Practical Lens 23: Dates are recency signals
AI crawlers use timestamps to judge freshness and stability. If key identity pages have no dates (or stale ones), outputs often hedge or pull from other sources.
What this lens means
Dates are a machine-verifiable freshness signal. If your reference pages don’t expose recent updates (or expose stale dates), AI crawlers reduce certainty and may source “what you do” from elsewhere.
Why this happens
- AI crawlers use timestamps to estimate whether identity claims are current or outdated.
- When pages lack dates, crawlers rely on weaker freshness proxies (crawl time, external references, cached copies).
- Stale or inconsistent dates across reference pages create uncertainty and hedging.
What this usually indicates
- No timestamps: key reference pages have no visible or structured update dates.
- Stale dates: pages show old dates despite changed offer/naming.
- Inconsistent dates: different reference pages imply different “current” versions.

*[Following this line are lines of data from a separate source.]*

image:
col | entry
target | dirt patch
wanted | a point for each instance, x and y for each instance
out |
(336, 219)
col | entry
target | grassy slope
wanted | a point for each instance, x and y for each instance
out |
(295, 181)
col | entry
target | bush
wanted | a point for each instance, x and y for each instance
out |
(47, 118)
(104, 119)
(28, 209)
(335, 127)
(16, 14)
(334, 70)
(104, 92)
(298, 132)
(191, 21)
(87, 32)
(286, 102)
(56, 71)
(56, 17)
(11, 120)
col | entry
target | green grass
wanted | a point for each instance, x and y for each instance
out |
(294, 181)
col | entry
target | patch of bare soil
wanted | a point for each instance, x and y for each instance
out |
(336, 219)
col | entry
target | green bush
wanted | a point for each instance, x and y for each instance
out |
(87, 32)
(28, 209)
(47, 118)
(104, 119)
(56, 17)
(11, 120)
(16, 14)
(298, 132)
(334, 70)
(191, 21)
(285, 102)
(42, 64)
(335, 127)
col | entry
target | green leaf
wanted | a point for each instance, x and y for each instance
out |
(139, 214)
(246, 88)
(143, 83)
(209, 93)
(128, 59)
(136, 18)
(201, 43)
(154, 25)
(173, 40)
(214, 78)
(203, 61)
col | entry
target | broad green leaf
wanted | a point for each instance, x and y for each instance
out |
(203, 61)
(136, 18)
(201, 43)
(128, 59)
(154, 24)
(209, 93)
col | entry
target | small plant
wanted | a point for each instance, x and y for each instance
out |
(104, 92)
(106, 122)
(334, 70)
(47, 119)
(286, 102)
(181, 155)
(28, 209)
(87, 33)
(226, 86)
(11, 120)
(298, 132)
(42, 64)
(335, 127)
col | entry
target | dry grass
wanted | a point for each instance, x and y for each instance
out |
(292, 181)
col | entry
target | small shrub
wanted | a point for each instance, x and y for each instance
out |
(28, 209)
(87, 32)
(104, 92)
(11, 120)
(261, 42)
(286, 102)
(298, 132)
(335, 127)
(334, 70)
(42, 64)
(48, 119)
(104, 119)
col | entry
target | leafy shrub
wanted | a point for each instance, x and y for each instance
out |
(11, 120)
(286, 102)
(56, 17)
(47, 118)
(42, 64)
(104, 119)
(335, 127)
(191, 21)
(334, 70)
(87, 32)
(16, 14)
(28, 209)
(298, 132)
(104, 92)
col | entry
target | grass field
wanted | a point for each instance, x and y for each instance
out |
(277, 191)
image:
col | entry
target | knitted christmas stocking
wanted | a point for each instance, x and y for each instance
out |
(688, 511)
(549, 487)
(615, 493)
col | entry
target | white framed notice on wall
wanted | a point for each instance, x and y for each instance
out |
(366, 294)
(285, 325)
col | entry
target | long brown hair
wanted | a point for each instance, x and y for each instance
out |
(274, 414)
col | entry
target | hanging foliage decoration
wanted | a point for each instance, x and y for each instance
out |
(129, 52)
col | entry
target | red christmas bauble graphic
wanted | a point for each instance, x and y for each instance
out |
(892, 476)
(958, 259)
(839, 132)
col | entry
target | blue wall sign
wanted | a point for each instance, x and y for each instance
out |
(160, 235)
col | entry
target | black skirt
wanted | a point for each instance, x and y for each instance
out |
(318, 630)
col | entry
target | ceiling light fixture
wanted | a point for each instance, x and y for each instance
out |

- External recency: AI cites third-party sources because they look fresher than first-party pages.
What to verify (evidence-only)
- Do reference pages expose clear last-updated signals (visible date and/or structured signals)?
- Are dates consistent across homepage/about/services when the offer changes?
- Do language variants update in sync (no outdated claims in one variant)?
- Does sitemap.xml lastmod reflect real updates for reference pages?
- Do AI outputs align with your latest wording after updates, across multiple tools?
Frequently Asked Questions
Do AI crawlers trust dates on pages?
They treat dates as one recency signal among others. Consistent timestamps across reference pages increase confidence that identity claims are current.
Where should dates appear?
On identity-critical pages (about/services) and in structured signals like sitemap.xml lastmod where applicable. Avoid misleading stale dates.
Why does AI keep using old wording?
Often because first-party reference pages don't broadcast recency clearly, so crawlers lean on older cached content or third-party sources.